It is impossible to decrease both types of error simultaneously without a corresponding increase in sample size. The researcher needs to decide which risk poses the greatest threat within a specific study. In nursing research, many studies are conducted with small samples and instruments that lack precision and accuracy in the measurement of study variables. Many nursing situations include multiple variables that interact to lead to differences within populations. However, when one is examining only a few of the interacting variables, small differences can be overlooked and could lead to a false conclusion of no differences between the samples. In this case, the risk of a Type II error is a greater concern, and a more lenient level of significance is in order. Nurse researchers usually set the level of significance or α = 0.05 for their studies versus a more stringent α = 0.01 or 0.001. Setting α = 0.05 reduces the risk of a Type II error of indicating study results are not significant when they are.



Statistical Power


Power is the probability that a statistical test will detect an effect when it actually exists. Power is the inverse of Type II error and is calculated as 1 − β. Type II error is the probability of retaining the null hypothesis when it is in fact false.
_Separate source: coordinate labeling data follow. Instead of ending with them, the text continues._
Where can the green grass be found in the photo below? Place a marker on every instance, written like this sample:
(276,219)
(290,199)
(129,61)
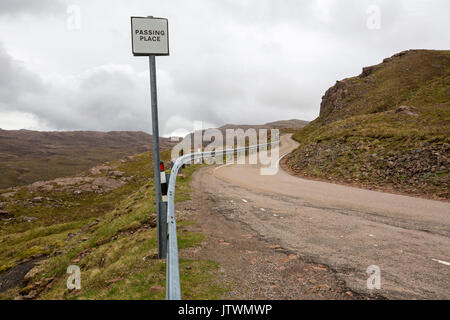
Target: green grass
(117,256)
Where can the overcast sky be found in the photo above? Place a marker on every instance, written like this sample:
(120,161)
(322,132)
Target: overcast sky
(67,65)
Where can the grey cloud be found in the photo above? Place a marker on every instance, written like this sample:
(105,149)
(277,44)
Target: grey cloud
(231,61)
(15,80)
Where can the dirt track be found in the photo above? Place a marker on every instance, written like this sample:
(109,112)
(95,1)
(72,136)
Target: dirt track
(344,228)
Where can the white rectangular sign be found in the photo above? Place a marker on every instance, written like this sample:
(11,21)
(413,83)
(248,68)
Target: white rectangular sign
(150,36)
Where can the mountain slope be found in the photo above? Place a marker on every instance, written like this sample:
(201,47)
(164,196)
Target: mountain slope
(29,156)
(387,129)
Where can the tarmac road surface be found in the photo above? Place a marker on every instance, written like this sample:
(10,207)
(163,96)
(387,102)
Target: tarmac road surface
(346,228)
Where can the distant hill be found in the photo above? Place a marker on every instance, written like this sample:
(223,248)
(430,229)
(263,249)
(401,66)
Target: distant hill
(28,156)
(388,128)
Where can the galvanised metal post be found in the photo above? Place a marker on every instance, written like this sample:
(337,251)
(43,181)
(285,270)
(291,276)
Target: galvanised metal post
(162,241)
(173,288)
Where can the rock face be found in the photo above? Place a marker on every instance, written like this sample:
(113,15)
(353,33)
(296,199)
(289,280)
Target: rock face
(385,129)
(387,86)
(334,99)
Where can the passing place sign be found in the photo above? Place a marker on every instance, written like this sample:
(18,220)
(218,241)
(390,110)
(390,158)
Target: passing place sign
(150,36)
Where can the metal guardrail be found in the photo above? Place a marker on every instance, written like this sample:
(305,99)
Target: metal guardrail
(173,290)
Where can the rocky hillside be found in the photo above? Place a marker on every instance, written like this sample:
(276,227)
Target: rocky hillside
(29,156)
(104,222)
(387,129)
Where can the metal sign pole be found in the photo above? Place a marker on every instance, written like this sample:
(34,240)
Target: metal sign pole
(160,214)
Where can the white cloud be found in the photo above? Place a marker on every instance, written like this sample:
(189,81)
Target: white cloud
(238,61)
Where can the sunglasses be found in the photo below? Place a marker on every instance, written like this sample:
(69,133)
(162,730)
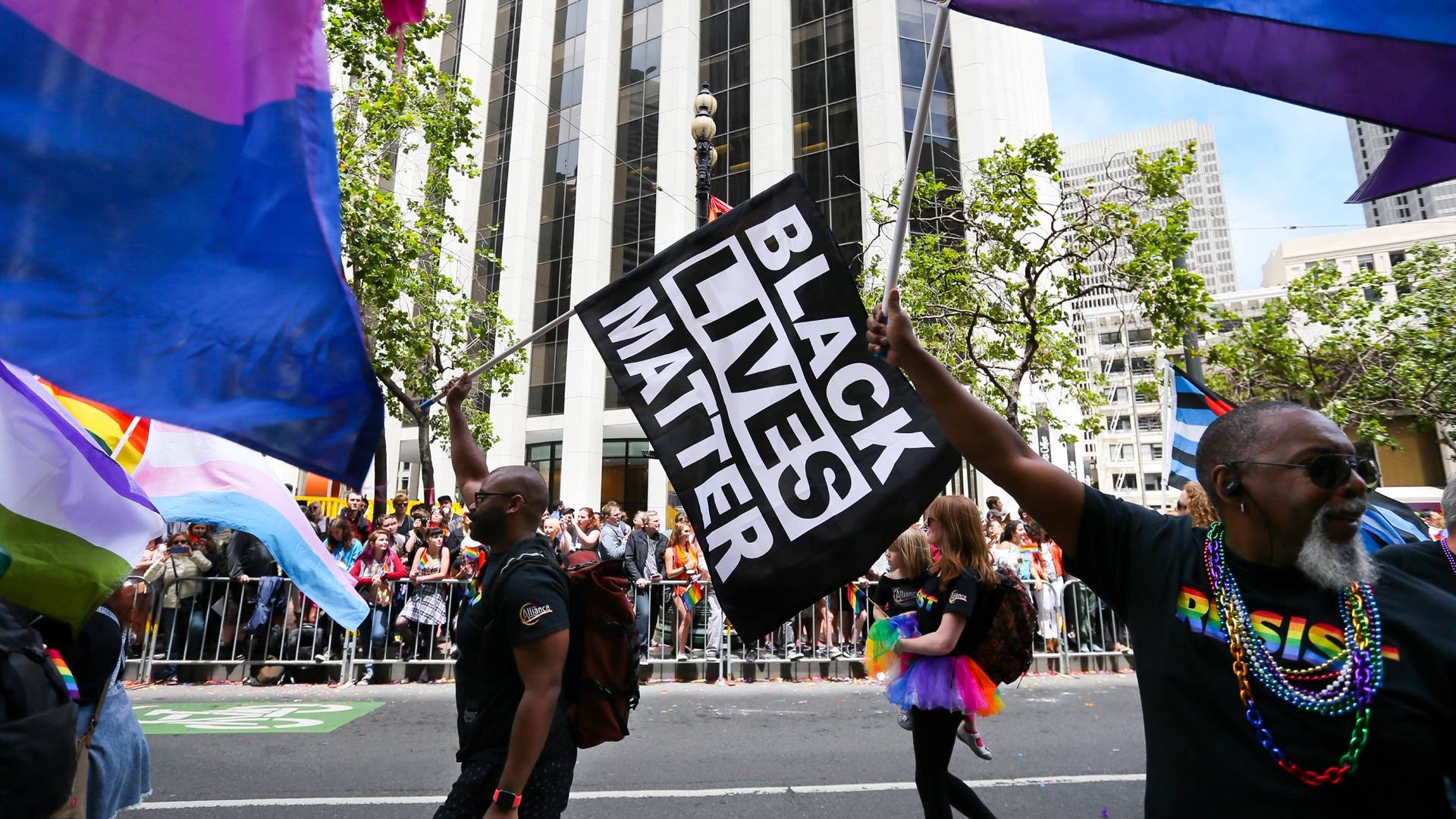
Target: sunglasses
(1331,469)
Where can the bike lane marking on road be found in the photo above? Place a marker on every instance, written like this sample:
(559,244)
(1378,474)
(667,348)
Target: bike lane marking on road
(695,793)
(248,717)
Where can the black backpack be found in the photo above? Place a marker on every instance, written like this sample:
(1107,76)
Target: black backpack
(601,679)
(1003,642)
(36,725)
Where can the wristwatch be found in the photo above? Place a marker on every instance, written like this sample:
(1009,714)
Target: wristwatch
(507,799)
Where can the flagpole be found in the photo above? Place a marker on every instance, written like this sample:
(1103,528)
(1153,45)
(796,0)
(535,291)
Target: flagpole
(913,149)
(507,353)
(1131,397)
(1169,417)
(126,436)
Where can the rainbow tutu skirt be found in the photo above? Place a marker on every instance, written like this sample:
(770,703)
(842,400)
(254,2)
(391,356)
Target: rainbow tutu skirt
(952,682)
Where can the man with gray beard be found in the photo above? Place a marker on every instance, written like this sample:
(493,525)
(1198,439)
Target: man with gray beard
(1280,675)
(1433,560)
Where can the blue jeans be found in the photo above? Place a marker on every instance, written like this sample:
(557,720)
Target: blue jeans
(644,608)
(182,637)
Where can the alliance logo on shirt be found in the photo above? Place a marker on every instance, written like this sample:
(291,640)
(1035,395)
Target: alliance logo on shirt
(532,613)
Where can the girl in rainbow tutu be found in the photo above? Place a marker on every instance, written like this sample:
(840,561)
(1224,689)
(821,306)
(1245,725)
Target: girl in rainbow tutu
(925,654)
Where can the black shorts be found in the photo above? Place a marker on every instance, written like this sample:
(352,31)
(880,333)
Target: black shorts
(546,789)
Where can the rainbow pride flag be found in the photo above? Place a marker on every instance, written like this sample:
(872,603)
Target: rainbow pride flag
(72,518)
(172,232)
(107,426)
(196,477)
(692,595)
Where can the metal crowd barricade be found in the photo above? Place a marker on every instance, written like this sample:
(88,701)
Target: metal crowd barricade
(215,634)
(408,649)
(212,632)
(133,607)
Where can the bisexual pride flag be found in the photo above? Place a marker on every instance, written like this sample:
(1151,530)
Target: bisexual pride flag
(171,207)
(1389,61)
(1385,522)
(1194,409)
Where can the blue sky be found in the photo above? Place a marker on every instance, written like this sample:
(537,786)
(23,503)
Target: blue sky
(1282,164)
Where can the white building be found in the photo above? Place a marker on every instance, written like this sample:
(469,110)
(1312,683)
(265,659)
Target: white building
(1421,463)
(1128,458)
(1369,145)
(588,169)
(1107,164)
(1373,248)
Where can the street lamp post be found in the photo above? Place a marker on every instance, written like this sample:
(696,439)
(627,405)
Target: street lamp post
(704,133)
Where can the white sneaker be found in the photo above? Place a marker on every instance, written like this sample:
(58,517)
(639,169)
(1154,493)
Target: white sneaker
(973,738)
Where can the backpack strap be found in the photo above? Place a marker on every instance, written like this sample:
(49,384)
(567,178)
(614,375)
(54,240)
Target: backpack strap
(511,566)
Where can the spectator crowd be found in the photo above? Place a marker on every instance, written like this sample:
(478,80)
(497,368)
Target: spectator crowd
(218,595)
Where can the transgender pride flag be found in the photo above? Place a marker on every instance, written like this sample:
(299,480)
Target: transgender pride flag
(72,519)
(171,234)
(202,479)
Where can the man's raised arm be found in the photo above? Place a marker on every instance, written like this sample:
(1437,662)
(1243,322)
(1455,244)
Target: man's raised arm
(465,455)
(1052,496)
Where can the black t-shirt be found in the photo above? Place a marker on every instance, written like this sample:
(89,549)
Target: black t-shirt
(1203,757)
(896,595)
(532,604)
(1424,560)
(960,596)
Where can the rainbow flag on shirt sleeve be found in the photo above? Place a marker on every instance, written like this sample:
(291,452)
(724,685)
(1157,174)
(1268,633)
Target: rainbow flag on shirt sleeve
(692,595)
(72,518)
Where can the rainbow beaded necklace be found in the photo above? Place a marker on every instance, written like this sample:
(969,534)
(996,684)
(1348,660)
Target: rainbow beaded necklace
(1346,682)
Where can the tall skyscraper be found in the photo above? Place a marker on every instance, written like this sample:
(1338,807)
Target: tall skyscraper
(1126,458)
(587,169)
(1107,164)
(1369,145)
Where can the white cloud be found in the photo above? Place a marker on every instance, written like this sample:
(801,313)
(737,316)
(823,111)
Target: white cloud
(1282,164)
When the researcher sets Type II error at 0.20 before conducting a study, this means that the power of the planned statistic has been set to 0.80. In other words, the statistic will have an 80% chance of detecting an effect if it actually exists.


Reported studies failing to reject the null hypothesis (in which power is unlikely to have been examined) often have a low power level to detect an effect if one exists. Until more recently, the researcher’s primary interest was in preventing a Type I error. Therefore, great emphasis was placed on the selection of a level of significance, but little emphasis was placed on power. This point of view is changing as we recognize the seriousness of a Type II error in nursing studies.


As stated in the steps of classical hypothesis testing previously, step 4 is “conducting a power analysis.” Power analysis involves determining the required sample size needed to conduct your study after performing steps 1, 2, and 3. Cohen (1988) identified four parameters of power: (1) significance level, (2) sample size, (3) effect size, and (4) power (standard of 0.80). If three of the four are known, the fourth can be calculated by using power analysis formulas. Significance level and sample size are straightforward. Chapter 15 provides a detailed discussion of determining sample size in quantitative studies that includes power analysis. Effect size is “the degree to which the phenomenon is present in the population or the degree to which the null hypothesis is false” (Cohen, 1988, pp. 9-10). For example, suppose you were measuring changes in anxiety levels, measured first when the patient is at home and then just before surgery. The effect size would be large if you expected a great change in anxiety. If you expected only a small change in the level of anxiety, the effect size would be small.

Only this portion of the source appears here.